The naira showed resilience over the last week, recovering ground against the dollar and sinking below the N1,500 per dollar threshold for the first time in months.
The official foreign exchange window’s action emphasized a combination of policy measures, reserve enhancement, and a change in investor attitude.
Starting strong, trading grew as the local currency gained 1.4 per cent on Monday to end at N1,498.50 per dollar and continued to strengthen. Its finest showing of the week on Tuesday, at N1,484. Midweek trading showed a brief reversal as renewed dollar demand pushed the naira back to N1,498.50, but Thursday saw a little rebound with the rate settling at N1,494. Generally, the naira gained 0.3% over the course of the week, suggesting a small but constructive stability band.
The News Chronicle understands that better foreign reserves, which have surpassed $41 billion, and Nigeria’s first trade surplus in almost a decade fuel much of the backing for the naira. These changes are bolstering confidence in domestic and foreign investors as well as helping to relieve stress on the currency market. Analysts say that with inflation falling and more capital flows registered, the currency has a better basis than in prior years.

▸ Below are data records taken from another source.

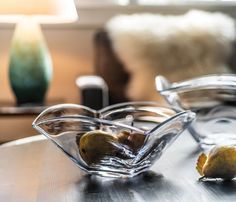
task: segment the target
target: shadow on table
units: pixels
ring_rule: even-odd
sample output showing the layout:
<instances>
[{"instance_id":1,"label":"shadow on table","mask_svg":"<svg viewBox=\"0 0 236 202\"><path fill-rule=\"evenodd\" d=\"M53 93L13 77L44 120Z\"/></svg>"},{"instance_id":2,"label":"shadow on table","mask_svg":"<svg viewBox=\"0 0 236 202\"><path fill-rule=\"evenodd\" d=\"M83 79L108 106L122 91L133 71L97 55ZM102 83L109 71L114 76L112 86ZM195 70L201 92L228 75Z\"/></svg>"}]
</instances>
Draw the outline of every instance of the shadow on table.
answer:
<instances>
[{"instance_id":1,"label":"shadow on table","mask_svg":"<svg viewBox=\"0 0 236 202\"><path fill-rule=\"evenodd\" d=\"M204 189L218 195L220 197L229 196L230 194L234 195L235 197L235 190L236 190L236 181L235 180L212 180L212 181L200 181Z\"/></svg>"},{"instance_id":2,"label":"shadow on table","mask_svg":"<svg viewBox=\"0 0 236 202\"><path fill-rule=\"evenodd\" d=\"M166 193L179 194L178 187L152 171L128 179L86 175L77 185L83 201L164 201Z\"/></svg>"}]
</instances>

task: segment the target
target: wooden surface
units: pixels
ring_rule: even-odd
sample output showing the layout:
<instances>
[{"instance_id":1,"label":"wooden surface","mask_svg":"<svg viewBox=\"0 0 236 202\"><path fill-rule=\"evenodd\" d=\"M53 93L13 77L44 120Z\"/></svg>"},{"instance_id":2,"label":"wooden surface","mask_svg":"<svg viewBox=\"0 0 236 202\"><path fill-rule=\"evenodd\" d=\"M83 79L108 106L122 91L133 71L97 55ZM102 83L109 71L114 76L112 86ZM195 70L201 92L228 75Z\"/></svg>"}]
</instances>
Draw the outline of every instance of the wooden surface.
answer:
<instances>
[{"instance_id":1,"label":"wooden surface","mask_svg":"<svg viewBox=\"0 0 236 202\"><path fill-rule=\"evenodd\" d=\"M236 181L198 181L199 151L187 133L132 179L86 175L51 142L30 141L0 146L1 202L236 201Z\"/></svg>"}]
</instances>

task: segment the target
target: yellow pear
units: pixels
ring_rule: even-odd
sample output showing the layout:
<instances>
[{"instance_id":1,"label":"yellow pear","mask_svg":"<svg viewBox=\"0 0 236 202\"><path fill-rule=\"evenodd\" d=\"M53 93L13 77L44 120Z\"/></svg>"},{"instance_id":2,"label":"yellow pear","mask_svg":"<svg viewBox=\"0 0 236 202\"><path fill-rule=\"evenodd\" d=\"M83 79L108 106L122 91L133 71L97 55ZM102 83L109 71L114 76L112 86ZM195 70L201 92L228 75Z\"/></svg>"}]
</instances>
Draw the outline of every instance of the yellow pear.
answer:
<instances>
[{"instance_id":1,"label":"yellow pear","mask_svg":"<svg viewBox=\"0 0 236 202\"><path fill-rule=\"evenodd\" d=\"M201 154L196 169L202 178L233 179L236 176L236 148L215 147L208 156Z\"/></svg>"}]
</instances>

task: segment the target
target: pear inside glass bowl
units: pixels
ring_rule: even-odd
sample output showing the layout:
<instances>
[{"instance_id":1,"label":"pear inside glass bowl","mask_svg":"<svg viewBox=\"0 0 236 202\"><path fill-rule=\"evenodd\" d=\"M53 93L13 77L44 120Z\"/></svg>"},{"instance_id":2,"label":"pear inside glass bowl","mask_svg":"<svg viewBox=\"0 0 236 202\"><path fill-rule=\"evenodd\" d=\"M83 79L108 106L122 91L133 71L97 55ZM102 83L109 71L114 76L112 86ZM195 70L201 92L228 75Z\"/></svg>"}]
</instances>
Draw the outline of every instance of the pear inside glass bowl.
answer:
<instances>
[{"instance_id":1,"label":"pear inside glass bowl","mask_svg":"<svg viewBox=\"0 0 236 202\"><path fill-rule=\"evenodd\" d=\"M190 111L149 102L100 111L62 104L42 112L33 127L84 171L133 177L149 169L194 117Z\"/></svg>"}]
</instances>

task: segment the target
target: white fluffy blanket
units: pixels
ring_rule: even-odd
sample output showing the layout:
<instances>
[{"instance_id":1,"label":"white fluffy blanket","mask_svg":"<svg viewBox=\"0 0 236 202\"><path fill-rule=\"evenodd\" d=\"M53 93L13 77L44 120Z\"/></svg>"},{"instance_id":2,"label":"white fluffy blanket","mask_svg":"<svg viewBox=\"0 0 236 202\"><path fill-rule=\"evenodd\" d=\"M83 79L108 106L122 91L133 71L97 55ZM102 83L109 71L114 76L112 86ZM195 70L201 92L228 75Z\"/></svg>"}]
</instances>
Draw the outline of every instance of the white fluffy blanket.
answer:
<instances>
[{"instance_id":1,"label":"white fluffy blanket","mask_svg":"<svg viewBox=\"0 0 236 202\"><path fill-rule=\"evenodd\" d=\"M235 40L232 18L190 11L180 16L121 15L106 25L115 52L131 73L127 88L133 100L157 100L157 74L180 81L226 73Z\"/></svg>"}]
</instances>

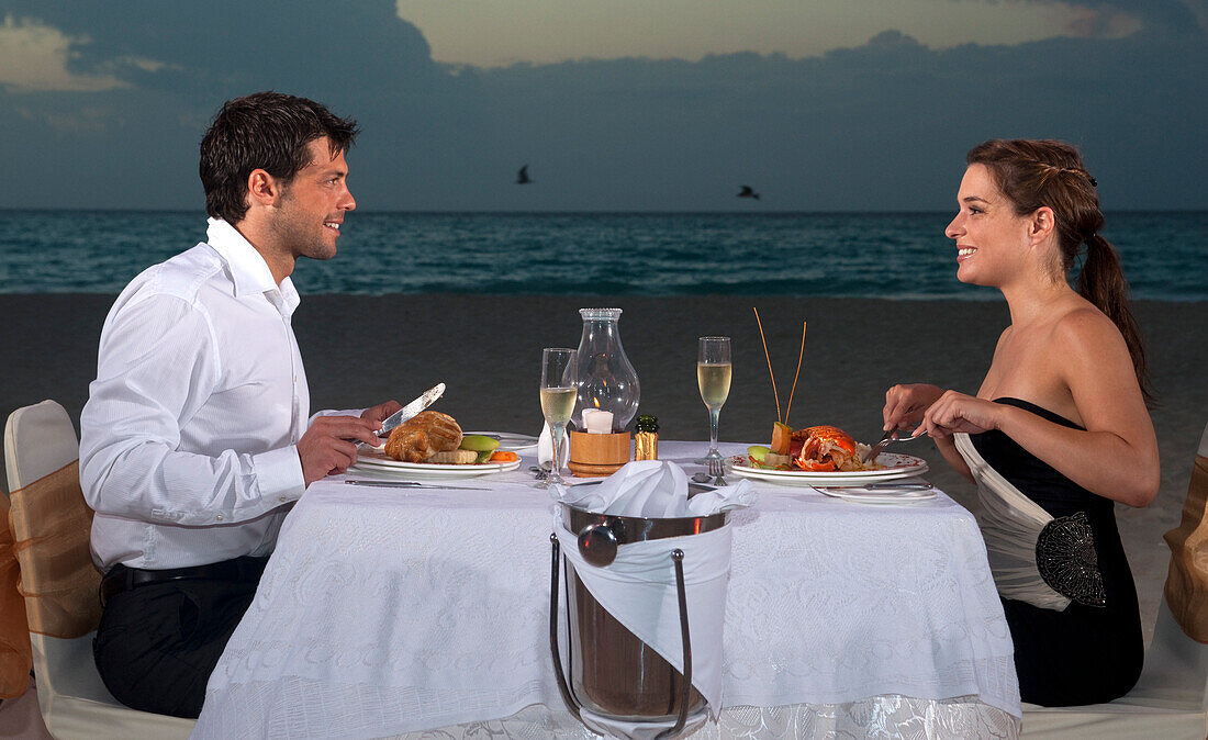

Dr. Paul Uzum of Halo Capital Management said that other world forces, including a weaker US dollar versus other significant currencies and commodities, are also contributing. He observed that greater investor behavior at home—such as converting dollar holdings into naira-denominated assets with greater yields—has enhanced dollar liquidity in the local market.
Cowry Asset Management’s Charles Abuedu said the break under N1,500 was a major psychological turning point for the market, implying that investor optimism is returning. He noted that recent interventions by the Central Bank of Nigeria, including those of around $29 million, have further supported this momentum.
Although these results are promising, experts emphasize that sustaining the recovery will need constant policy direction, greater capital inflows, and continuous reforms to increase FX stability. Still, the recent changes send a welcome message of market confidence and possible relief from imported inflation pressures.